When the Woman in Green (the Troll-King's daughter, played by Peabody Southwell) re-appears with Peer's son, she is supposed to be an ugly old woman - that's why Peer doesn't recognize her at first. But on Thursday she was just as uber-hot as in her first appearance, so it didn't make sense that Peer claimed not to recognize her. I wouldn't have had the Boyg chuckle with horror-movie menace: that gives it a certain malevolent definition, and I think the enigmatic blankness of the formless, unseen Boyg is what makes it so terrifying and haunting. (Is it something inside Peer, or outside? Is it trying to destroy him with its advice, or help him?) The program note claims that the Boyg also appears as the Button-Molder, the lean priest, and the ghastly passenger on Peer's voyage home: it's unclear from the phrasing if this is specifically Schnittke's interpretation or is being put forward as inherent in Ibsen. I think it's a possible but not a necessary interpretation, and personally I feel the Boyg is separate in function and meaning from those other characters (the ghastly ghostly passenger, by the way, fell victim to the extensive cutting).

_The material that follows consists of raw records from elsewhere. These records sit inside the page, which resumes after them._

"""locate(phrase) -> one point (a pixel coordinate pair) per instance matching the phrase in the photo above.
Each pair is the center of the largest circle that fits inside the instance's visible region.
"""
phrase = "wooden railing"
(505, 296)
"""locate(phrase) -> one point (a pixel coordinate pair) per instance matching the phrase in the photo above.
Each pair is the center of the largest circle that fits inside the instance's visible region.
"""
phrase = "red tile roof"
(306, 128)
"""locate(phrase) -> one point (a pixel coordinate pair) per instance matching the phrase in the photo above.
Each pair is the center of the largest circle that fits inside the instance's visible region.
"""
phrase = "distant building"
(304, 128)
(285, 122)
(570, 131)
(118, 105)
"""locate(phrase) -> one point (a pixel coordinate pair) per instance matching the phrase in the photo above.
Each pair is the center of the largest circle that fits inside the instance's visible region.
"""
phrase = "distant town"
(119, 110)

On to the things I did like. The actors, despite having to work against the amplification, were all strong. Ben Huber showed Peer's uncertainty and longing as well as his headstrong fantastical ways, and moved convincingly from wild boy to cynical man. Rose Portillo as his mother captured Ase's love for and frustration with and complaining about and defense of her wayward boy. In addition to the ones I've already named, there was also good work by Jesse Merlin as Solveig's Father and the Troll King, Brian Ruppenkamp as the Brat and the Lean One, Mark Deakins as the Boyg and the Button-Molder, Janice Lancaster Larsen as Ingrid, and Keith Perry, Alexandra Sessler, and Dianne M. Terp as wedding guests. James Darrah was director and production designer, and Adam Larsen was video designer.
I loved the chance to hear so much of the possible Peer music; I knew the Grieg but not the others. It was always immediately clear which of the three composers was being performed, and that eclecticism is very much in the spirit of the play. I loved Schnittke's eerie vaporous Boyg music. Grieg's Morning Mood sounded as fresh and lovely as sunrise on a spring meadow, the way it was meant to sound before it became a cartoon signifier of spring dawn. It was great to hear the Hall of the Mountain King with chorus. I loved the vast irregular white shape on which the projections were shown; it looked like both mountains and mist. The projections themselves were striking and well done, moving from black-and-white to color and from church interior to lush forest to vast ocean and many points in between. The long narrow stage space was used well, with the occasional addition of action up the aisles.
Mostly, I just really love that they did this at all.